There are seven important items to discuss and implement with a personal support network:
Make arrangements, prior to an emergency, for your support network to immediately check on you after a disaster and, if needed, offer assistance.
Exchange important keys.
Show them where you keep emergency supplies.
Share copies of your relevant emergency documents, evacuation plans and emergency health information card.
Agree on and practice methods for contacting each other in an emergency. Do not count on the telephones working.
You and your personal support network should always notify each other when you are going out of town and when you will return.
The relationship should be mutual. You have a lot to contribute! Learn about each other's needs and how to help each other in an emergency.
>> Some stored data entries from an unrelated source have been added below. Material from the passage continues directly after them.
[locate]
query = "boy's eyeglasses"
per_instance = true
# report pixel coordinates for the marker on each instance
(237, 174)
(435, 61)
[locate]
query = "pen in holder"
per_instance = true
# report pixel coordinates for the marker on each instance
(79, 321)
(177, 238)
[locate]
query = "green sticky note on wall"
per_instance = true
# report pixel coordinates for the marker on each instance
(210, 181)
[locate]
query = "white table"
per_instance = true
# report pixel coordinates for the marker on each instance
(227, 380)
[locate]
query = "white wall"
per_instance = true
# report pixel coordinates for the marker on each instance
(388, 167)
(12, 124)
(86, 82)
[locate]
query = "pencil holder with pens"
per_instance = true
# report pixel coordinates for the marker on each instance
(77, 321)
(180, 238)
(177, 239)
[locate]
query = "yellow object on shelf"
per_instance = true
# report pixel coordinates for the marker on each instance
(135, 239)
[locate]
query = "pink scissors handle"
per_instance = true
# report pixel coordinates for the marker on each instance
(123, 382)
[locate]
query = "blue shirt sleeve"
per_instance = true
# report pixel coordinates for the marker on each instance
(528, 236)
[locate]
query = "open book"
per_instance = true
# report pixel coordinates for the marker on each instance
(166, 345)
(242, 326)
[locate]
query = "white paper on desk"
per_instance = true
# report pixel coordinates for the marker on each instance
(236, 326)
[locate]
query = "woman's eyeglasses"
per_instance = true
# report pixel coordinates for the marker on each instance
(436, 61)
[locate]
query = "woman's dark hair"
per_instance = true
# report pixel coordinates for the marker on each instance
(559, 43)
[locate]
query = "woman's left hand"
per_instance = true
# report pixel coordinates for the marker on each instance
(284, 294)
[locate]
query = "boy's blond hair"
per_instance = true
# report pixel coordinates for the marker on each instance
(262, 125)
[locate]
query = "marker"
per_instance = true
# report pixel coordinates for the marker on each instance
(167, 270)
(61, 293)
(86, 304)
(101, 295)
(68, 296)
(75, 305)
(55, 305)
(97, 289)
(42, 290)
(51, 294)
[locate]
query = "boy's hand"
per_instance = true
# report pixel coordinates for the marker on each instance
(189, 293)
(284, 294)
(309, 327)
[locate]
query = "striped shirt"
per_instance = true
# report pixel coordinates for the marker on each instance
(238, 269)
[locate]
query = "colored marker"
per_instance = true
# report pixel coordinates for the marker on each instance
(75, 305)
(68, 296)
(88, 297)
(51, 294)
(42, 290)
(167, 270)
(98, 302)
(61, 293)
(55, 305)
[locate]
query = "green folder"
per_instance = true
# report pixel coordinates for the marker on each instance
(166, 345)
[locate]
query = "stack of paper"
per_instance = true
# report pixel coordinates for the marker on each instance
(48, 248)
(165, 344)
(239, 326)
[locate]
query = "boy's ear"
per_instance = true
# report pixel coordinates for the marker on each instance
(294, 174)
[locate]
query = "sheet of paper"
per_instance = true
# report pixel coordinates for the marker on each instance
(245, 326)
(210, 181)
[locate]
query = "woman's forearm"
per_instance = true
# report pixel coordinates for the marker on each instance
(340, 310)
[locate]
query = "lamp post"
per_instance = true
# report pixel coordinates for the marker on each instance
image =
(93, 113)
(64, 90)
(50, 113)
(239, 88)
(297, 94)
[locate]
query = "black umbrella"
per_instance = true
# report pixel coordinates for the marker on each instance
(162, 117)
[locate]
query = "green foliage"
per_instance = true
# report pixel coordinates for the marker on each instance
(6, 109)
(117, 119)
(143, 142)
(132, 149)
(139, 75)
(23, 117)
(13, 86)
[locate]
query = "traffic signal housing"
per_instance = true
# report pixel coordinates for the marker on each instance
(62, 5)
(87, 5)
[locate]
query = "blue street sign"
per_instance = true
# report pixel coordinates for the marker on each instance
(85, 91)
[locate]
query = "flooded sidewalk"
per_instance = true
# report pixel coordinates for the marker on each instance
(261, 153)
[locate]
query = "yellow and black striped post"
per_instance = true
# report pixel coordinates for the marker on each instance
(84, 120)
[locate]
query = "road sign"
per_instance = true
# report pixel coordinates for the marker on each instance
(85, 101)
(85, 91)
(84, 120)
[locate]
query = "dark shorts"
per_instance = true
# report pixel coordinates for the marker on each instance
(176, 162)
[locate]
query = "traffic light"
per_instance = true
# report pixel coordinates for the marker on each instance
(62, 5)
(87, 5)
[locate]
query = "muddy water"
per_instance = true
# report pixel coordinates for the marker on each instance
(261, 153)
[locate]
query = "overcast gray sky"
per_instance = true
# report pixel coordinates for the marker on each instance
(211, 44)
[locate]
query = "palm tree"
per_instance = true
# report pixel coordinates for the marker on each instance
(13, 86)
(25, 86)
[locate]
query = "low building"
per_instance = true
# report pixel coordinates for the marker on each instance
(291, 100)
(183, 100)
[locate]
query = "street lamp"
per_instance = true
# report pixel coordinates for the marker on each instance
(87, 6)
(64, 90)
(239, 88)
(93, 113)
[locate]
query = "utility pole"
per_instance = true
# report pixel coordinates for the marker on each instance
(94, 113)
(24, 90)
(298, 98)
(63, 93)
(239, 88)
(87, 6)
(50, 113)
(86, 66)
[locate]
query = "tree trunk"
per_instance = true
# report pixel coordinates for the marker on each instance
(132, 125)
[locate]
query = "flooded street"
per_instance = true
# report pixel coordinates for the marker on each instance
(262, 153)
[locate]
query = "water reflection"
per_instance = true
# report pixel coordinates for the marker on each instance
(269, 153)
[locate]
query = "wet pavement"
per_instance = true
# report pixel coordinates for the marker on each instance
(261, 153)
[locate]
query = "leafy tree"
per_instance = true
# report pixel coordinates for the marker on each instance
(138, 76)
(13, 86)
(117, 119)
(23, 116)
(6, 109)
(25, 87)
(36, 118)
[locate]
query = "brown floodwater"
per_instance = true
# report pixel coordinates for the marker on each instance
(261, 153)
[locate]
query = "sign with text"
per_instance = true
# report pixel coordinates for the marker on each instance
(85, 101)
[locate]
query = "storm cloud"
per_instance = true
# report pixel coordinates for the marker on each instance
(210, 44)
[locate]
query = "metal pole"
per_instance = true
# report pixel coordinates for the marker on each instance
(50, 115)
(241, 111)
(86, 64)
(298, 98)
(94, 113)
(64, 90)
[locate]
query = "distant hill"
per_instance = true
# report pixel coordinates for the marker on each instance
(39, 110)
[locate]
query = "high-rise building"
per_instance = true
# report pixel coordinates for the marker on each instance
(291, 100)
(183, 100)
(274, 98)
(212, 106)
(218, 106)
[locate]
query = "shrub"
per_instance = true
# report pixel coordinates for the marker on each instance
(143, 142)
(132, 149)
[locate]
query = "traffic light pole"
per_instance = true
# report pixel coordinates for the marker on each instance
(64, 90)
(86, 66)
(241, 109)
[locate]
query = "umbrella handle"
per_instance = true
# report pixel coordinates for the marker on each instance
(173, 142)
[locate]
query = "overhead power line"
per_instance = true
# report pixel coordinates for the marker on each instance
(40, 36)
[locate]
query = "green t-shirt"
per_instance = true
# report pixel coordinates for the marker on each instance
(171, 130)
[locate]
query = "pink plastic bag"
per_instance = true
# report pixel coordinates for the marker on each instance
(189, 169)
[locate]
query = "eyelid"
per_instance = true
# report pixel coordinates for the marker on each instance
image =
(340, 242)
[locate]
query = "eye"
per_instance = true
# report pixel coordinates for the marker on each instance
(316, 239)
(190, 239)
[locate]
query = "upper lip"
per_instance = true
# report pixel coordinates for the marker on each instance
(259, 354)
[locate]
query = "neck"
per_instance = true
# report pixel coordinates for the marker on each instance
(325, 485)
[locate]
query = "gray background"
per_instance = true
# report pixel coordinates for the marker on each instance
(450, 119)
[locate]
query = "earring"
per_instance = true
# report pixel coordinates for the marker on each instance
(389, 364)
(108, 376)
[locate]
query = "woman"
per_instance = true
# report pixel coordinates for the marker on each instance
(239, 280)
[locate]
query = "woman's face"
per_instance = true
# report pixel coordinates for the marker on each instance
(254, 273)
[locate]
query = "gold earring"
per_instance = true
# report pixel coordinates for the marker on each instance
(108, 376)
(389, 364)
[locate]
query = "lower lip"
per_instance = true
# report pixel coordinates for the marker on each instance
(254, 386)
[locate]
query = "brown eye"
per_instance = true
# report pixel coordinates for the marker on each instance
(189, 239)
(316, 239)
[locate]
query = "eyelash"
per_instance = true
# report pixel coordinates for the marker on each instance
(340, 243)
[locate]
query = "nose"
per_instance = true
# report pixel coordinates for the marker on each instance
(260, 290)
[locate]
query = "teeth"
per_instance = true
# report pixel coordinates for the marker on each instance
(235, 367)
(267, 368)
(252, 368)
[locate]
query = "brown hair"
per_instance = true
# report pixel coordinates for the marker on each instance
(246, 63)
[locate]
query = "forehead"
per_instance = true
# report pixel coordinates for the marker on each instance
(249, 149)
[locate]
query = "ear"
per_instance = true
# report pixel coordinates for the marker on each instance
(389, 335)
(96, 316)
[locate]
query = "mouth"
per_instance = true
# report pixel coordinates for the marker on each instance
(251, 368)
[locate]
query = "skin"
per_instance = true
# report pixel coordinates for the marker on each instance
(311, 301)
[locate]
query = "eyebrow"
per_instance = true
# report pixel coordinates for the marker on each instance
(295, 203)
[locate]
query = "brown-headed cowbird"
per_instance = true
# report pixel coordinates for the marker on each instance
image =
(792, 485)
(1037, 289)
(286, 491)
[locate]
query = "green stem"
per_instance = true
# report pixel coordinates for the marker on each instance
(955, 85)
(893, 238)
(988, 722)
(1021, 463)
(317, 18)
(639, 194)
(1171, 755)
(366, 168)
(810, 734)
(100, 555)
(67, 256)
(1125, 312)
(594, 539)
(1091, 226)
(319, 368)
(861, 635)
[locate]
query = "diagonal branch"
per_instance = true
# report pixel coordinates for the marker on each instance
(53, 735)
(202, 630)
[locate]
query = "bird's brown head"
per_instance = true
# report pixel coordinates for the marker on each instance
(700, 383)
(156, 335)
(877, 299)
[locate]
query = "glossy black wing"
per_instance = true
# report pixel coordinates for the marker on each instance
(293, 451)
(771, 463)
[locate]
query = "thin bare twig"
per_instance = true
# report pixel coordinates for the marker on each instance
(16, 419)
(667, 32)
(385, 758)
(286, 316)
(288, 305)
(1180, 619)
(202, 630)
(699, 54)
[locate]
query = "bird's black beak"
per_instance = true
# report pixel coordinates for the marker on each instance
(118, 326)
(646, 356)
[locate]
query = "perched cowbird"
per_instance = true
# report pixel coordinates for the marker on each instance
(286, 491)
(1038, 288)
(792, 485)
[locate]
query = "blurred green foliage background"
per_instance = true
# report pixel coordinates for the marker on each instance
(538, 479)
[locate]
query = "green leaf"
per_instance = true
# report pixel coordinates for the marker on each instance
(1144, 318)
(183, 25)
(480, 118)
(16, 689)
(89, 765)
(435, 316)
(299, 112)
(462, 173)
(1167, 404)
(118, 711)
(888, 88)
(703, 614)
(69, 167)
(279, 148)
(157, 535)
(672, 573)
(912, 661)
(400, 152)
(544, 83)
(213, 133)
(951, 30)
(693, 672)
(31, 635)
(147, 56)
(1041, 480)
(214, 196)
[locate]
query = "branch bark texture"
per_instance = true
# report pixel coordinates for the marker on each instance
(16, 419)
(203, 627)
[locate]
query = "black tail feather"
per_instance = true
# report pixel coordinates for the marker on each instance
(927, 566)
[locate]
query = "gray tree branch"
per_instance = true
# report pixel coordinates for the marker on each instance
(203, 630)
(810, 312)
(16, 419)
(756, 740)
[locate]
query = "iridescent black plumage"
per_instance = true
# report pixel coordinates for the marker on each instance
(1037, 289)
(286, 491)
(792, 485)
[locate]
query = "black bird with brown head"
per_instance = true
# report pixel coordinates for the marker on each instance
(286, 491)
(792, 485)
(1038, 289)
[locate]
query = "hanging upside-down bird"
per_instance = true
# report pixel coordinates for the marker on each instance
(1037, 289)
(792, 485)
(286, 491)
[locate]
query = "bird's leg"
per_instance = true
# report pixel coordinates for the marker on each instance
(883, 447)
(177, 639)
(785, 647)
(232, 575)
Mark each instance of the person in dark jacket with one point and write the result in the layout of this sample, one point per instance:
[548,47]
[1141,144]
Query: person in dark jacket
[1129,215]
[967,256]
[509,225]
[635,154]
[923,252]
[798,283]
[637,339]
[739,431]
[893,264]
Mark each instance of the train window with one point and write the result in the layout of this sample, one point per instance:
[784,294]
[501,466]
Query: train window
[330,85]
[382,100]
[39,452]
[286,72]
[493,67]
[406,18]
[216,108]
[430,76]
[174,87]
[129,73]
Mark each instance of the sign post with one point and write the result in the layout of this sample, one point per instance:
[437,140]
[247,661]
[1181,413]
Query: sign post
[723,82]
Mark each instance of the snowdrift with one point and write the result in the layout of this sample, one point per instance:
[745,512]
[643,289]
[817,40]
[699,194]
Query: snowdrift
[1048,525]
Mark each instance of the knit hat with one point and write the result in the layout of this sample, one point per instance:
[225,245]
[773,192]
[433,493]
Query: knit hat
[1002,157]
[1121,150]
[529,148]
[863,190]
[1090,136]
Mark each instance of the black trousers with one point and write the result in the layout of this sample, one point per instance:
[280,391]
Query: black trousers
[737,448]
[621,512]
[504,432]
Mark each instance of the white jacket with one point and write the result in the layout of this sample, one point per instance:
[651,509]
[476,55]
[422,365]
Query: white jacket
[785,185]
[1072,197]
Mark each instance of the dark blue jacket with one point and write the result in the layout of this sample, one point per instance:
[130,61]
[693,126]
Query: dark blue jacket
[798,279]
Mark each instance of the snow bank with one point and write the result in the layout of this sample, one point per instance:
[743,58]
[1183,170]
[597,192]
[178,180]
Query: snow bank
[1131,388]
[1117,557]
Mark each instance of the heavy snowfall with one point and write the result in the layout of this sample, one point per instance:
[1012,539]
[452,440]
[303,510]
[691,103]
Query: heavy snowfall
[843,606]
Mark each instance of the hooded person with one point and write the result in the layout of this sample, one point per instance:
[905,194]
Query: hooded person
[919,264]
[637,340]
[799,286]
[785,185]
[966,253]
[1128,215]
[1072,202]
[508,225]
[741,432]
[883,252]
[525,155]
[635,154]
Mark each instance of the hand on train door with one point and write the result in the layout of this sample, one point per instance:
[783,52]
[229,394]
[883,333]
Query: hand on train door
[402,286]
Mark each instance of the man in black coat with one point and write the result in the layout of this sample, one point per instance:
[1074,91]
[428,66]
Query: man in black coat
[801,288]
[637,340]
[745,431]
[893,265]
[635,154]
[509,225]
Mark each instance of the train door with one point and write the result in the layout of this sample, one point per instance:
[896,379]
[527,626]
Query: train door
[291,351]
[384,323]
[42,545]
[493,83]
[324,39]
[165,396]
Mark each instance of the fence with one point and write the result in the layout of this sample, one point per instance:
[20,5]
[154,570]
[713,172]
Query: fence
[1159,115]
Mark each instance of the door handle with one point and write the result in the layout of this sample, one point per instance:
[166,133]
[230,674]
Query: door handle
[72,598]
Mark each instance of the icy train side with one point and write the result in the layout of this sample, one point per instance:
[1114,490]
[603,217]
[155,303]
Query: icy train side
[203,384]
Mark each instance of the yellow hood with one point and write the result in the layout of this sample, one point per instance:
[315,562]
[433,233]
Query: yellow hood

You might take responsibility for food supplies and preparation, organizing neighborhood watch meetings and interpreting, among other things.
Information adapted from the American Red Cross.
Store these items in easy to carry containers (plastic boxes, durable bags) near the exit door of your home:
Family Emergency contact information
Three-day supply of food (non-perishable, canned or boxed)
Manual can opener
Three-day supply of water (one gallon per person, per day)
Flashlight with extra batteries
Radio with extra batteries
Cell phone with charger
First aid kit
Hand sanitizer, moist towelettes, toilet paper, other hygiene items needed
Matches in waterproof container
Whistle (for communication-1 blow for “Yes”, 2 blows for “No”, 3 blows for “Help” or for a warning signal)
Extra clothes and blankets (more if it’s winter or a colder climate)
Photocopies of identification, credit cards, and other important documents (store in plastic bags)
Cash and coins (ATMs may not be working)
Medical supplies (extra medicine, glasses, hearing aid batteries)
Garbage bags and duct tape
Tools (wrench, screwdrivers, hammer)
Pet supplies, if necessary
Update your kit at least once a year as your needs change. Throw out expired items or canned goods that are swollen, dented, or corroded and replace water every 6 months.